Statutory reinstatement: pay arrears (principal + interest actually in default), delinquent taxes/insurance, costs of publication/service, and limited attorney fees at any time before the sale; the mortgage is fully reinstated and the foreclosure abandoned. Minn. Stat. 580.30
Before the sale: Reinstate for arrears only (580.30) or pay off in full any time before the sale; notice of sale must be published 6 weeks and served on the occupant ≥4 weeks before the sale (580.03).
After the sale: REAL redemption: 6 months from the sheriff's sale for the typical home (12 months ag/>10 acres/reverse mortgages; 5 weeks if abandoned). Owner keeps possession and redeems for sale price + interest (580.23; 582.03). Minn. Stat. 580.23 · Minn. Stat. 580.30 · Minn. Stat. 582.032
Through the last day of the redemption period — the homeowner retains title and possession after the auction and can sell the house during redemption, pay the (sale-price-based) redemption amount at closing, and keep the surplus equity.

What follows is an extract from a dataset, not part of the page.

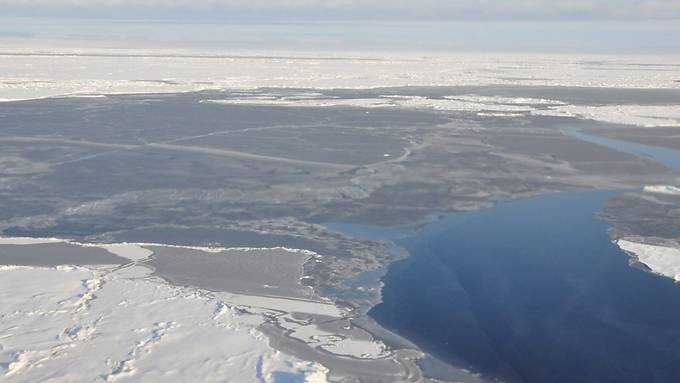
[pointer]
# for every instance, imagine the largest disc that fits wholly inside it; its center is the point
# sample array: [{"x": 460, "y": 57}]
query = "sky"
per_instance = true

Want the fuller picture beyond the dates? Read the Minnesota foreclosure guide — timeline, rights & options.
Property taxes: after the county gets a tax judgment, the owner generally has THREE YEARS from the tax-judgment sale to redeem before absolute forfeiture to the state (shorter 1-year periods for certain targeted/non-homestead classes). Minn. Stat. 281.17; ch. 281-282
Practitioner estimate: ~2-3 months from first publication to sheriff's sale (after any pre-foreclosure notice/mediation requirements), then the 6-month redemption — roughly 8-9 months from start to move-out for a typical owner-occupant. (Practitioner estimate, not a statute.)
If your mortgage predates your military service, the federal SCRA generally requires a court order to foreclose during active duty and for 12 months after (50 U.S.C. §3953). These protections must be raised — tell the court and your counselor.